British soldier Mathew Talbot who died while on counter poaching operations in Malawi (MoD/PA)

The couple will be joined by a 13-strong entourage including Archie’s nanny, private and assistant private secretaries, a four-strong media team, two programme coordinators, personal assistant, hairdresser – paid for privately – a director of royal travel, and someone responsible for logistics.

The spokeswoman said about Harry’s visit to Milawi’s Liwonde National Park, where the British soldier was killed: “The duke will pay tribute at the memorial site for Guardsman Mathew Talbot of the Coldstream Guards, who lost his life in May 2019 on a joint anti-poaching patrol with local park rangers.

“Guardsman Talbot shared the duke’s passion for the role of the British military, working in partnership with local rangers to protect endangered species.”

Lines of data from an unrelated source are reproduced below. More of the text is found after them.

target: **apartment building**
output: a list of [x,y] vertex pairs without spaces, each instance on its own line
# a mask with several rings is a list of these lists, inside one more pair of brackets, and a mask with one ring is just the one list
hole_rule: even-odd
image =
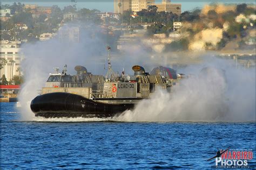
[[0,69],[0,76],[5,75],[8,81],[12,79],[15,75],[18,75],[17,69],[20,67],[21,62],[24,57],[19,53],[21,41],[2,40],[0,42],[0,62],[3,64],[3,60],[7,61],[6,65]]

It is understood Harry wrote to the soldier’s family following his death.

Meghan, who is making her first visit to South Africa, and Harry both admire South Africa’s former president Nelson Mandela and have already met members of his family in the UK.

Towards the end of their visit they will be introduced to the statesman’s widow Graca Machel, who met the duke when he visited South Africa in 2015, and have an audience with President Cyril Ramaphosa and his wife Tshepo Motsepe.

During their time in South Africa the couple will visit a township in Cape Town, tour a workshop supporting children and empowering young girls, and visit another near Johannesburg where they will learn about a project tackling rising unemployment.